В июле мы в последний раз отдыхали на море всей семьей, и было в этом угасающем зное что-то мучительное, умирающее, последнее. Родители возили меня на юг каждое лето, но от тех, должно быть, полных детского счастья путешествий, осталось лишь одно более-менее четкое воспоминание: как мы посреди ночи торопливо пересаживаемся из поезда в поезд, кажется, в Симферополе — скрипит верхняя полка, громоздкие спортивные сумки, долгий вагон с торчащими наростами чужих неприятных ног.
Кое-что приходит отрывками после просмотра старых фотографий — по-советски футуристический отель в Евпатории, Дениска — приятель-одногодок на курортную неделю, сын такой же случайной подруги моей мамы, — и какое-то банальное, до метафизического ужаса, до дрожи теперь, прощание с ним, какое-то скучное: «Пока! Мама зовет!», как будто мы расходимся на обед в пансионате, а не теряем друг друга навсегда в человеческом океане.

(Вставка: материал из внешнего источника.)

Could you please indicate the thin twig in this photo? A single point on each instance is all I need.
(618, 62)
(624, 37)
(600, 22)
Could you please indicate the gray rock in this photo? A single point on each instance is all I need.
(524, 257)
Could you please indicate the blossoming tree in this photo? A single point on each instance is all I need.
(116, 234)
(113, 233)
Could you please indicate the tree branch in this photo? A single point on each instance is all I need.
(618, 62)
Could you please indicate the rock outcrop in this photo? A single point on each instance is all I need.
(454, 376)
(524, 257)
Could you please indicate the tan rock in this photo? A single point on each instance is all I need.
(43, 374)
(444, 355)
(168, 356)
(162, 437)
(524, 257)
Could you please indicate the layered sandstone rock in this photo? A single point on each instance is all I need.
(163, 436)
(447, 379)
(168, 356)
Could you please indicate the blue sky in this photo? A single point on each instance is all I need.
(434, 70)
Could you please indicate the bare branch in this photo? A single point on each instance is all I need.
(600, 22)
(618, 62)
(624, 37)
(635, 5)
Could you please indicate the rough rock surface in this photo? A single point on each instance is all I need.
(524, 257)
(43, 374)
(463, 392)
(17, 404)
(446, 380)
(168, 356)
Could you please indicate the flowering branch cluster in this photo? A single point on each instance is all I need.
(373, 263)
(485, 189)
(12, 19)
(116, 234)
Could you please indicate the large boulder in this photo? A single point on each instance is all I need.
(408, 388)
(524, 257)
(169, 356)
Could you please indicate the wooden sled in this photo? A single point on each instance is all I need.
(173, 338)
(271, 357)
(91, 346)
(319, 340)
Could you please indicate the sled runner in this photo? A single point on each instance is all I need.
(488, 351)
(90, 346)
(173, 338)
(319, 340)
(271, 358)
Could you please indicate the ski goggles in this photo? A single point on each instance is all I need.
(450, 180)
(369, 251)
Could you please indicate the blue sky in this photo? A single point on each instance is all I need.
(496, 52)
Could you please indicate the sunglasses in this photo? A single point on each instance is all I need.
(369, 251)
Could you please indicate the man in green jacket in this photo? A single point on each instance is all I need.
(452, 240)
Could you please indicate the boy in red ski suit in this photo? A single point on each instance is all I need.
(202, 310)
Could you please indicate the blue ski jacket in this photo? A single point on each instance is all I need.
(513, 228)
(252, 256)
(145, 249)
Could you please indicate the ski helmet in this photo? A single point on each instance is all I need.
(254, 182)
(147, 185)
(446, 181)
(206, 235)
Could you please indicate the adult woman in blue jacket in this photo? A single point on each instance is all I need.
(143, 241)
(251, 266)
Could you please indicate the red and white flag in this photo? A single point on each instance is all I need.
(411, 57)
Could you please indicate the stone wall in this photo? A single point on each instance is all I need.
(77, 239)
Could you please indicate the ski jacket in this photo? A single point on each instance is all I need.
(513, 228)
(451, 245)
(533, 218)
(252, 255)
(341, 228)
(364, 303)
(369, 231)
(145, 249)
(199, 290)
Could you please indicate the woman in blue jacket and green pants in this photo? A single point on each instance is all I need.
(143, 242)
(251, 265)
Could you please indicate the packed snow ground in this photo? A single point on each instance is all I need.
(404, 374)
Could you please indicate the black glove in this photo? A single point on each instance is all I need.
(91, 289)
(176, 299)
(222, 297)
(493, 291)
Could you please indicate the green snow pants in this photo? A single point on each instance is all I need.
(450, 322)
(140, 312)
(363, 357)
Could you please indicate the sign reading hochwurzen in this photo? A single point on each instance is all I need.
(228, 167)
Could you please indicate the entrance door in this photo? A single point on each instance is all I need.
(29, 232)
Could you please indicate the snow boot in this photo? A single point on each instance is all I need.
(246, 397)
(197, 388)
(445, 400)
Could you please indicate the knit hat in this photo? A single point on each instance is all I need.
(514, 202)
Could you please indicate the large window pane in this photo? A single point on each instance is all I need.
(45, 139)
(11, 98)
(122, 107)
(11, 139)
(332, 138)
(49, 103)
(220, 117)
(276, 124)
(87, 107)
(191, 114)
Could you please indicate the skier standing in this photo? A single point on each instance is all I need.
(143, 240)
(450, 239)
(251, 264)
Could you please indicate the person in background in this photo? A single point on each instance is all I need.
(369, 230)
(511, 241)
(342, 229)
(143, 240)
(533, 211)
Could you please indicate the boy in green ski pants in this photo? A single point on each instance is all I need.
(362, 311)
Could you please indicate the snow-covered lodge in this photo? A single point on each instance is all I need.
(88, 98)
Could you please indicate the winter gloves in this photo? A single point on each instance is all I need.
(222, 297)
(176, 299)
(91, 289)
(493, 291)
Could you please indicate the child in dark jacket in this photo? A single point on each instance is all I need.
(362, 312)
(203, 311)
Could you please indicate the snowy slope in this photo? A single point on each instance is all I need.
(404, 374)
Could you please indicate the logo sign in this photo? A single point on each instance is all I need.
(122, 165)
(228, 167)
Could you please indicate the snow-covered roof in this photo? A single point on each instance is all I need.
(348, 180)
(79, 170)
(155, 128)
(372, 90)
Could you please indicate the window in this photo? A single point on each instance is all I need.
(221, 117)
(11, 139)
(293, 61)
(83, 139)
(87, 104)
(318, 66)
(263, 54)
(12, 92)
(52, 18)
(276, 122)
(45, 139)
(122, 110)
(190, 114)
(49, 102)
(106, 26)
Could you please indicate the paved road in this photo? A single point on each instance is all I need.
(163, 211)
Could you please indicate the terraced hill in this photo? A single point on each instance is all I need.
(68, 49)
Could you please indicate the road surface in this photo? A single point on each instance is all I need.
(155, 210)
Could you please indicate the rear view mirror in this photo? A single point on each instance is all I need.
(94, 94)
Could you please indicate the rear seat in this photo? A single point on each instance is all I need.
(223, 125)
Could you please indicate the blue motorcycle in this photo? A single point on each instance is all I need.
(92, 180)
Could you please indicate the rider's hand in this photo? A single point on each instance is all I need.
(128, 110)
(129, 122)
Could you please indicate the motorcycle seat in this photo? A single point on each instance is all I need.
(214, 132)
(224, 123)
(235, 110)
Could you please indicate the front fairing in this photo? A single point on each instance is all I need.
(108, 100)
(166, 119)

И мама была в цветастом шелковом халате, и я был мушкетер в плаще и пластмассовых доспехах, и гипсовая лошадь подо мной наблюдала душную крымскую мостовую нарисованными страдальческими глазами.
Потом была осень, и мама снова слегла в больницу. Взрослые не говорили ничего внятного — «мама заболела», «мама поправится» — но по незримым колебаниям природы я понял, что болезнь серьезная. Так уплывали дни и недели — после сеансов лечения ей становилось легче, она выходила на работу, и все вроде бы налаживалось, но спустя какое-то время она заболевала снова, еще сильнее.
Ад всегда начинается незаметно. Помню слезы и тревожную ночную возню. Помню горшок, который отец выносил из комнаты. Помню, как в абсолютно пустой и черной кладовке кто-то кратко сказал: «О!» Помню, как крутил кривую ручку игрушечной шарманки и точно знал, что пока я ее кручу, незримая оборона будет держаться, но стоит мне перестать — и зло снова подкрадется к двери нашего дома — а ведь я не могу, не могу, физически не могу крутить ее вечно.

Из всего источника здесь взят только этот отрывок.